See I am happy to visit the nation of California- and will will act in their way when I am in their land. When they come to Texas they can choose to hang out with us and enjoy our local customs and culture.
What unites us is our common bond in the fact that we are all Americans. I may not want to live in California, those are still my fellow countrymen and I hope that they will find continued success in their ventures despite of difference in ways of life.
Why does one view have to be wrong?
My artsy pals moved to Portland to hang with their kind in an art community. My Alone in the woods friends who wanted to be more alone moved to remote Idaho.

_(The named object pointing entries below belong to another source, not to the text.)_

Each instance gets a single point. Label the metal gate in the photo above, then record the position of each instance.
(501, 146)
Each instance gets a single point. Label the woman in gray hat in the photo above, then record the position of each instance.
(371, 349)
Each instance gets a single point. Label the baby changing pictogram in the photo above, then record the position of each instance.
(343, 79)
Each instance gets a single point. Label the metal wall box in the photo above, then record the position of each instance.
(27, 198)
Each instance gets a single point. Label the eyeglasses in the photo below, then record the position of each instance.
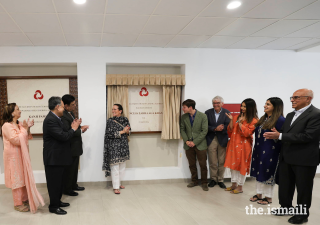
(297, 97)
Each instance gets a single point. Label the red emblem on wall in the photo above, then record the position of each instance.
(38, 95)
(144, 92)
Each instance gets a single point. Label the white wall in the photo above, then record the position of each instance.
(233, 74)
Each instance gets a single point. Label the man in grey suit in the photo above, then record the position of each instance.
(217, 139)
(299, 156)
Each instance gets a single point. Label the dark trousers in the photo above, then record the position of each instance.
(70, 176)
(192, 155)
(291, 176)
(54, 176)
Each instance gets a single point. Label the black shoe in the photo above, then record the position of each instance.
(298, 219)
(79, 188)
(221, 184)
(58, 211)
(283, 211)
(72, 193)
(212, 183)
(64, 204)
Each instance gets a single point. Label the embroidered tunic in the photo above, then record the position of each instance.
(239, 148)
(265, 155)
(116, 146)
(12, 158)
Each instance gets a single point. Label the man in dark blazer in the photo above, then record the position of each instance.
(56, 152)
(299, 156)
(194, 128)
(217, 139)
(71, 174)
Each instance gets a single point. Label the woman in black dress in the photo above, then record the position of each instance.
(116, 147)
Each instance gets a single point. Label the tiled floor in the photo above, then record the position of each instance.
(140, 204)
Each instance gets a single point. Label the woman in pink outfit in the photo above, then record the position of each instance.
(17, 165)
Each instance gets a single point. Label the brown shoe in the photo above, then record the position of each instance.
(205, 187)
(192, 184)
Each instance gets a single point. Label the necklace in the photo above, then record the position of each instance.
(260, 127)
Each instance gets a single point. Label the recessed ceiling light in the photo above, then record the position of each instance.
(234, 5)
(79, 1)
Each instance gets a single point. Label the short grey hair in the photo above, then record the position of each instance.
(219, 98)
(53, 102)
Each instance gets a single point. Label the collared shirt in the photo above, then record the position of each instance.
(217, 114)
(296, 115)
(71, 115)
(56, 116)
(192, 118)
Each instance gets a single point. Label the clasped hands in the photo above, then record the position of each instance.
(125, 130)
(272, 135)
(27, 124)
(190, 144)
(220, 127)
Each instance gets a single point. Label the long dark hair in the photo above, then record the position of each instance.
(119, 107)
(277, 104)
(251, 110)
(7, 114)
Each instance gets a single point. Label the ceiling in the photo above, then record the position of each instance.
(256, 24)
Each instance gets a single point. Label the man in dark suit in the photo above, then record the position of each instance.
(71, 174)
(299, 156)
(56, 152)
(217, 139)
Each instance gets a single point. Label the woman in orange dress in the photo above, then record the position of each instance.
(239, 149)
(17, 166)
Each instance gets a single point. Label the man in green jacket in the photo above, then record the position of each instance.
(194, 128)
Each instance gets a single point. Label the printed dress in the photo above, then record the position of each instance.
(239, 148)
(265, 155)
(116, 146)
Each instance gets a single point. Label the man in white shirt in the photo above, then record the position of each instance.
(299, 156)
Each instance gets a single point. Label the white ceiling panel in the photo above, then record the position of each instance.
(245, 27)
(81, 23)
(28, 6)
(83, 39)
(187, 41)
(138, 7)
(7, 24)
(311, 31)
(118, 40)
(283, 43)
(284, 27)
(181, 7)
(152, 40)
(308, 13)
(251, 42)
(206, 25)
(277, 8)
(14, 39)
(218, 8)
(41, 23)
(47, 39)
(166, 24)
(91, 6)
(220, 42)
(305, 44)
(125, 24)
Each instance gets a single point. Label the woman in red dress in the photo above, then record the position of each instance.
(239, 149)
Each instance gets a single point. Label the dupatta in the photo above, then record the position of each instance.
(34, 197)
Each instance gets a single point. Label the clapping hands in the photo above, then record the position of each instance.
(220, 127)
(76, 123)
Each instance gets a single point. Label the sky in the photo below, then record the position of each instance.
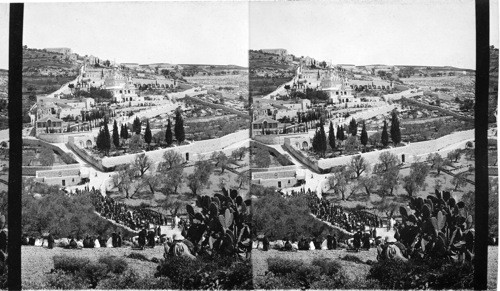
(370, 32)
(147, 32)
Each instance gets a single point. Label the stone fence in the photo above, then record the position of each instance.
(244, 115)
(198, 150)
(445, 111)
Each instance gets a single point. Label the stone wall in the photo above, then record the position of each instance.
(199, 150)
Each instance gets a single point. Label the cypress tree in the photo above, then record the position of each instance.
(168, 133)
(353, 127)
(395, 130)
(116, 137)
(137, 125)
(385, 135)
(106, 138)
(147, 134)
(179, 127)
(364, 135)
(322, 140)
(331, 136)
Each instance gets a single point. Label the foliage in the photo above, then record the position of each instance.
(293, 274)
(395, 130)
(147, 134)
(179, 127)
(331, 136)
(422, 274)
(116, 138)
(384, 139)
(358, 165)
(280, 217)
(262, 158)
(438, 228)
(47, 156)
(206, 273)
(168, 133)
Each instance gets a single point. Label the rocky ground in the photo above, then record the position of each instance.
(36, 262)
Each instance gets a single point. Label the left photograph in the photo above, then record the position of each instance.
(135, 146)
(4, 140)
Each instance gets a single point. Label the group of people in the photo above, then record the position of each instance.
(352, 221)
(135, 219)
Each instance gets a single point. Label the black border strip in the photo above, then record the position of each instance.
(481, 151)
(16, 16)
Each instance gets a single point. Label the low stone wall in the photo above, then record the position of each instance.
(445, 111)
(41, 143)
(87, 157)
(31, 170)
(199, 150)
(245, 115)
(301, 156)
(282, 159)
(58, 137)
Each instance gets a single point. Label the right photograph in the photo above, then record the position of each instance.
(362, 145)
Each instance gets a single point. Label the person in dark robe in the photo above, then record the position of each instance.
(119, 239)
(114, 239)
(151, 239)
(265, 244)
(50, 240)
(142, 238)
(3, 241)
(73, 244)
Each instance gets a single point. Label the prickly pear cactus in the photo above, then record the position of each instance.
(222, 224)
(437, 226)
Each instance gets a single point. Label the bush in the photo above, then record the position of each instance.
(280, 266)
(69, 264)
(137, 256)
(328, 266)
(419, 274)
(352, 258)
(62, 280)
(114, 264)
(131, 280)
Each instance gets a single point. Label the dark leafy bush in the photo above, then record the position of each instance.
(93, 273)
(322, 273)
(419, 274)
(206, 273)
(137, 256)
(351, 258)
(63, 280)
(114, 264)
(280, 266)
(131, 280)
(328, 266)
(69, 264)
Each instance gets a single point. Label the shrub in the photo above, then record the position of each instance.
(419, 274)
(63, 280)
(93, 273)
(69, 264)
(131, 280)
(137, 256)
(351, 258)
(114, 264)
(280, 266)
(328, 266)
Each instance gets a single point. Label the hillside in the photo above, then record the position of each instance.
(4, 79)
(267, 72)
(493, 84)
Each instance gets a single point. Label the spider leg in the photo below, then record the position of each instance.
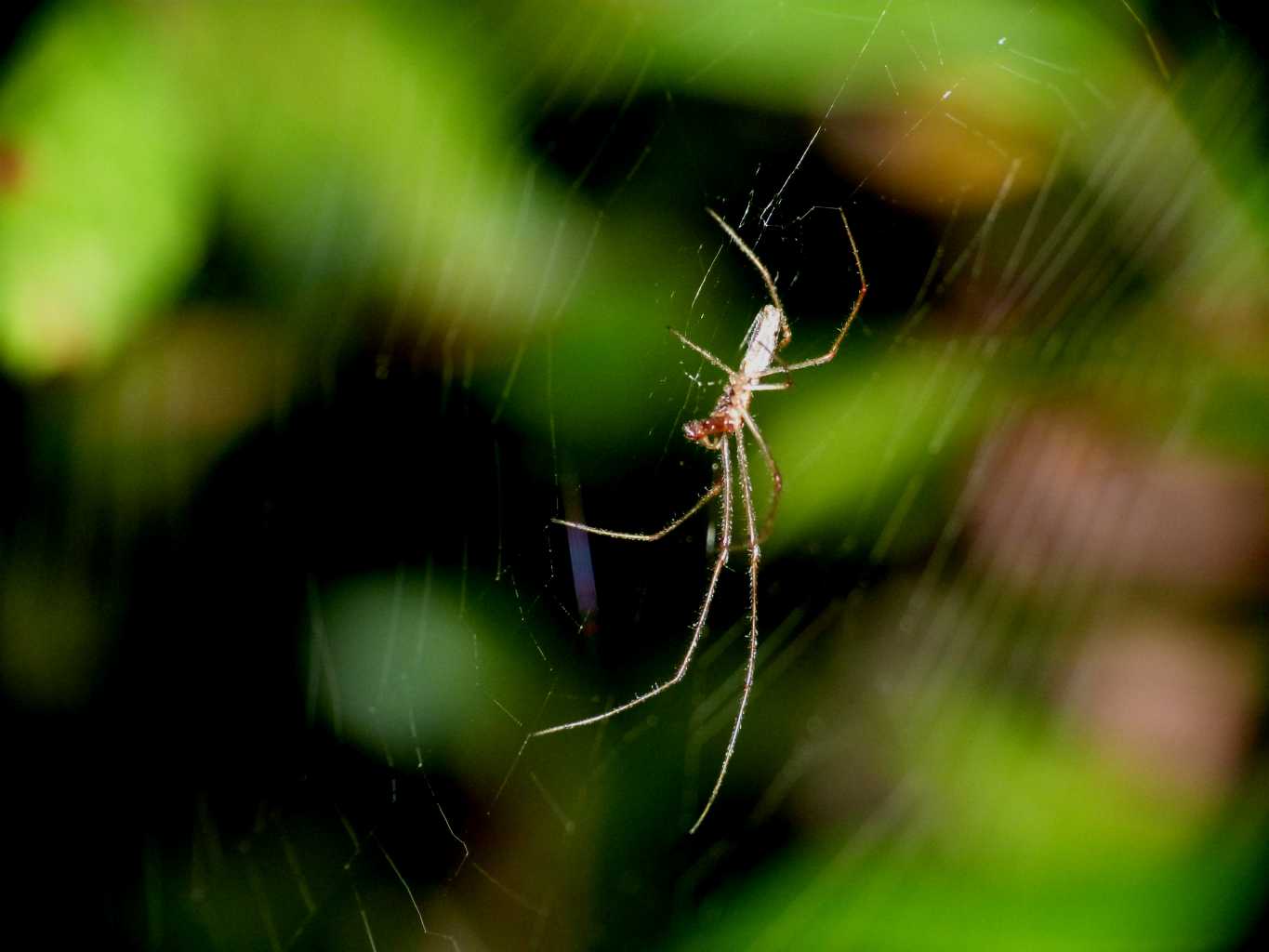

Why does anyone have to be wrong, in the end they are all just seeking happiness and moving to where people around them share their values, culture and belief systems.
America is a divided nation, unified by an ideology of individual liberty and personal autonomy. I find it no surprise, nor do I see it as a problem that our textbooks reflect this fact.
> Still, recent textbooks have come a long way from what was published in past decades. Both Texas and California volumes deal more bluntly with the cruelty of the slave trade, eschewing several myths that were common in textbooks for generations: that some slave owners treated enslaved people kindly and that African-Americans were better off enslaved than free. The books also devote more space to the women’s movement and balance the narrative of European immigration with stories of Latino and Asian immigrants.
> “American history is not anymore the story of great white men,” said Albert S. Broussard, a history professor at Texas A&M University and an author of both the Texas and California editions of McGraw-Hill’s textbooks.
So, in short, all the textbooks are moving toward a more multicultural worldview and ideas traditionally associated with "the left," but California is moving that direction faster than Texas.